- Born: 14 October 1943 24 Parganas, Bengal Province, British India
- Died: 11 October 2024 (aged 81) Calgary, Alberta, Canada
- Education: Bangladesh University of Engineering and Technology
- Spouse: Rowshan Ara Hussain ​(m. 1965)​

= Jamaluddin Hossain =

Bangladeshi actor (1943–2024)

Jamaluddin Hossain (8 October 1943 – 11 October 2024) was a Bangladeshi actor, director and theatre activist. He was awarded the Ekushey Padak by the Government of Bangladesh in 2013.

==Education and career==
Hossain was born on 14 October 1943 in 24 Parganas in the then Bengal Province, British India. After the 1947 partition of India, his family settled in Chittagong in the then East Bengal.
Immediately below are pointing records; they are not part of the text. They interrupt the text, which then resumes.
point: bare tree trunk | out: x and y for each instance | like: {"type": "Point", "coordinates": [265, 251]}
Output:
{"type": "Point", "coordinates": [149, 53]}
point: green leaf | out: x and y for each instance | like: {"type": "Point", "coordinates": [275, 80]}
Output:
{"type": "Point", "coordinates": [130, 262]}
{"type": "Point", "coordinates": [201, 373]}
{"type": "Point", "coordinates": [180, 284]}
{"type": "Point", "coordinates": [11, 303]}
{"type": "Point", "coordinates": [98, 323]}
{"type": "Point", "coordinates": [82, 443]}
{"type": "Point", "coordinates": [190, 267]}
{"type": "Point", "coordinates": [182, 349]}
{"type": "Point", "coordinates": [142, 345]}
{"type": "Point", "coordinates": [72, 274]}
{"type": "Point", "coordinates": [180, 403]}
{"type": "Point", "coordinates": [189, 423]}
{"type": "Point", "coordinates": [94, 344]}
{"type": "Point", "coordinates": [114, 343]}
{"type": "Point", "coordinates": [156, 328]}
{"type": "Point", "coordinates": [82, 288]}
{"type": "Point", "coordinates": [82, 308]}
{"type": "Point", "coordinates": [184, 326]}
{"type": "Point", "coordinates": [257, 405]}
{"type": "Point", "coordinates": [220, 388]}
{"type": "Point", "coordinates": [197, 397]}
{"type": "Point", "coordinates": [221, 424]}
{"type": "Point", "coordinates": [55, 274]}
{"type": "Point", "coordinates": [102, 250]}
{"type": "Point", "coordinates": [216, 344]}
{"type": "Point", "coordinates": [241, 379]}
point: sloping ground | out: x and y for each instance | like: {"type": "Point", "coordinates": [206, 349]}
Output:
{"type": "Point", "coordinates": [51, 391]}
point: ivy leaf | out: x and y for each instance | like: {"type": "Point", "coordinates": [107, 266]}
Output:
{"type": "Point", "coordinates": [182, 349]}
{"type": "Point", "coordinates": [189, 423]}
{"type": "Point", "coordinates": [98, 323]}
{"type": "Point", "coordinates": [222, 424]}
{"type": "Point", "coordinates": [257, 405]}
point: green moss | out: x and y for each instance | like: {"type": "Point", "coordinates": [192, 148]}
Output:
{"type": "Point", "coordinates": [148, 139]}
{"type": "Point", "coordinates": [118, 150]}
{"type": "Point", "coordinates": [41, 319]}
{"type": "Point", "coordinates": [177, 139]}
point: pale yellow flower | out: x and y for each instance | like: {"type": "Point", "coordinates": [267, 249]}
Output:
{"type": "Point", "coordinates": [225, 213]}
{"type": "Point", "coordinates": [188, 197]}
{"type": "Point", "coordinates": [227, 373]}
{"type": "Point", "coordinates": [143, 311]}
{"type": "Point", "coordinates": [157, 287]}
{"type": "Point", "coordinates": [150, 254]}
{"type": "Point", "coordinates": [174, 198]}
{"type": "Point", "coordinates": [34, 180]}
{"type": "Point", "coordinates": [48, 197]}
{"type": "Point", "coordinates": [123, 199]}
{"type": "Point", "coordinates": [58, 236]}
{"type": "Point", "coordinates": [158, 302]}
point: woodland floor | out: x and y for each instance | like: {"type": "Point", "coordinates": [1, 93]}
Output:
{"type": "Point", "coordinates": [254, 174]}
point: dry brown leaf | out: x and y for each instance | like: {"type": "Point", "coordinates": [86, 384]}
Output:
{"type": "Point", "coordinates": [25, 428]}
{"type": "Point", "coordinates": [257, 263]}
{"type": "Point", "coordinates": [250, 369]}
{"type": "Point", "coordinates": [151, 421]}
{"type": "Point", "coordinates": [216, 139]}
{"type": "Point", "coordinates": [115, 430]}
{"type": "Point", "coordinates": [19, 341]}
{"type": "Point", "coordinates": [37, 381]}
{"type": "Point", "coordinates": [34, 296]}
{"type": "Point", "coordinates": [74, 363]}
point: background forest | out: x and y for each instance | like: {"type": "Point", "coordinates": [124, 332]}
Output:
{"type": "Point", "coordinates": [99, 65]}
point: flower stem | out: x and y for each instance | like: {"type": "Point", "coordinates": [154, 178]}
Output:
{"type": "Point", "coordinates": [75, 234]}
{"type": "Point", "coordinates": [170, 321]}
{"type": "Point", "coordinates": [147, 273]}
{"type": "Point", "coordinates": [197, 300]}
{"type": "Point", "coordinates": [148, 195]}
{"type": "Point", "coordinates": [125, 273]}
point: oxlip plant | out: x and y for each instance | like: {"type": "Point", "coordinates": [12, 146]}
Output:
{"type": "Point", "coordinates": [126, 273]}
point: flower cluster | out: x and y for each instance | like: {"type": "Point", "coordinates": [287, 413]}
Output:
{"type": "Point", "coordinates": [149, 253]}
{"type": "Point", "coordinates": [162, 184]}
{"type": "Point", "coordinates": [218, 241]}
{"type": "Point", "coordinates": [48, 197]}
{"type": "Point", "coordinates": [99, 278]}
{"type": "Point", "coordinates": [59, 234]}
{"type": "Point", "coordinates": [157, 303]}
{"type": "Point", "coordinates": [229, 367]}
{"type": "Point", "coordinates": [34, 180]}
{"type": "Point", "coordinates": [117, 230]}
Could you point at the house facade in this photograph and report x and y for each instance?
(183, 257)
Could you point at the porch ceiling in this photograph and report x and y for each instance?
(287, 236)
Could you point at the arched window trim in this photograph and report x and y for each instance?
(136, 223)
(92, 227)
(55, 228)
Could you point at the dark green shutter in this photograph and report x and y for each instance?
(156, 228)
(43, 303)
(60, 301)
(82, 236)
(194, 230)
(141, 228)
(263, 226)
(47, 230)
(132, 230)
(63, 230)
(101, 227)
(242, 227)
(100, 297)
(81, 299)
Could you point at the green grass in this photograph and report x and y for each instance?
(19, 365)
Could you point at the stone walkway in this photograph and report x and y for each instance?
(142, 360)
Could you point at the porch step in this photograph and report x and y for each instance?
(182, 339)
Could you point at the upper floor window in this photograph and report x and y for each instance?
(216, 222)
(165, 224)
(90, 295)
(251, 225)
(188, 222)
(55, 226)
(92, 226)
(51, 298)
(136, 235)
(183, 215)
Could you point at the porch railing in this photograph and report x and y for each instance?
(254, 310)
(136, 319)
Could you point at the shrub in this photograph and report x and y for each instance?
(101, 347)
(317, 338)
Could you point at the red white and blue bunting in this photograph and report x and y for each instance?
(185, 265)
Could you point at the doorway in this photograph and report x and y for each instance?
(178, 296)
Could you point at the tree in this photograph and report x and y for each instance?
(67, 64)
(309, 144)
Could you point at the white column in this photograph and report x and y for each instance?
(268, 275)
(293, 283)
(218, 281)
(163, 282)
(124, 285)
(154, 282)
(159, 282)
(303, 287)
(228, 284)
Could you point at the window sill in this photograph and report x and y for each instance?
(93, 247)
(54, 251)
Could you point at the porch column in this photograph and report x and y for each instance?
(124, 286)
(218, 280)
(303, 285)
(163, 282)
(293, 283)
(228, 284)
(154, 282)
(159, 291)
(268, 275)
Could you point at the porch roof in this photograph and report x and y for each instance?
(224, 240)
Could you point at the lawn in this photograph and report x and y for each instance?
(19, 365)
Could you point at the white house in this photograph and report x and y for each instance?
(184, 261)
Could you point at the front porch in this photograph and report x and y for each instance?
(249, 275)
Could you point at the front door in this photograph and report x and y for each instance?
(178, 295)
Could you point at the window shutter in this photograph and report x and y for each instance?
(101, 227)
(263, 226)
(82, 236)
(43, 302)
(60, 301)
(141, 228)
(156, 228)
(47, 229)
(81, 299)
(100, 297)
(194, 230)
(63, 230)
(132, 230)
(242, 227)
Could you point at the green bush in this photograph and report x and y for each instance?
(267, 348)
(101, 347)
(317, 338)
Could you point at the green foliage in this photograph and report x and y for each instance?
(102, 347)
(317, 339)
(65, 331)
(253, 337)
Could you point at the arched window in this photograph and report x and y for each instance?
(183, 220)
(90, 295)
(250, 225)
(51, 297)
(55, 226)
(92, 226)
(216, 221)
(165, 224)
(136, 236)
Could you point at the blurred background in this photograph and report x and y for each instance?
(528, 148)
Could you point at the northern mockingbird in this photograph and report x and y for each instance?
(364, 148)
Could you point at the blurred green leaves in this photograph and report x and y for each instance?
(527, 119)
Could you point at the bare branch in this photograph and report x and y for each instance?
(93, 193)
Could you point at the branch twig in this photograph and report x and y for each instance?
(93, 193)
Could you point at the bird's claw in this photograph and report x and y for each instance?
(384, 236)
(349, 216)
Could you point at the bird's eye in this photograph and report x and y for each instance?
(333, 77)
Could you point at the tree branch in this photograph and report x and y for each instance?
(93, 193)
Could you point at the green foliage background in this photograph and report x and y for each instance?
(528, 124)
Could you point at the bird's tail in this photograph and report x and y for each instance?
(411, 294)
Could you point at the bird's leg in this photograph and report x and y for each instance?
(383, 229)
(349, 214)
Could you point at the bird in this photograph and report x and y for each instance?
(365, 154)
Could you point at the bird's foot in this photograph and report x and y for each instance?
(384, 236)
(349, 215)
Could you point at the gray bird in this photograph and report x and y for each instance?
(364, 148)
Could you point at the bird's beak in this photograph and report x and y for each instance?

He first studied in Saint Placid's School in Chittagong. He then graduated from Chittagong College and Bangladesh University of Engineering and Technology. He was a classmate of actor Abul Hayat in these institutions.

Hossain was a member of Nagarik Natya Sampradaya, a theatre troupe from 1975 until 1995. In 1997, he started his own troupe Nagarik Natyangan Ensamble and served as its general secretary. He was the presidium member of the Bangladesh Group Theatre Federation (BGTF) and general secretary of the Betar Television Shilpi Sangsad.

==Personal life and death==
Hossain married actress Rowshan Ara Hussain in 1965. They met while they were the members of the theatre troupe Nagarik Natya Sampradaya. Their son, Tasfin Hossain Topu, is an assistant professor at Mount Royal University in Calgary.

Hossain was under treatment at Rockyview General Hospital in Calgary when he died on 11 October 2024, at the age of 81.

==Works==
Hossain directed notable theatre plays including Khanchar Bhitor Achin Pakhi, Raja Rani, Chand Boniker Pala, Ami Noi, Bibishab and Jugol Bondi.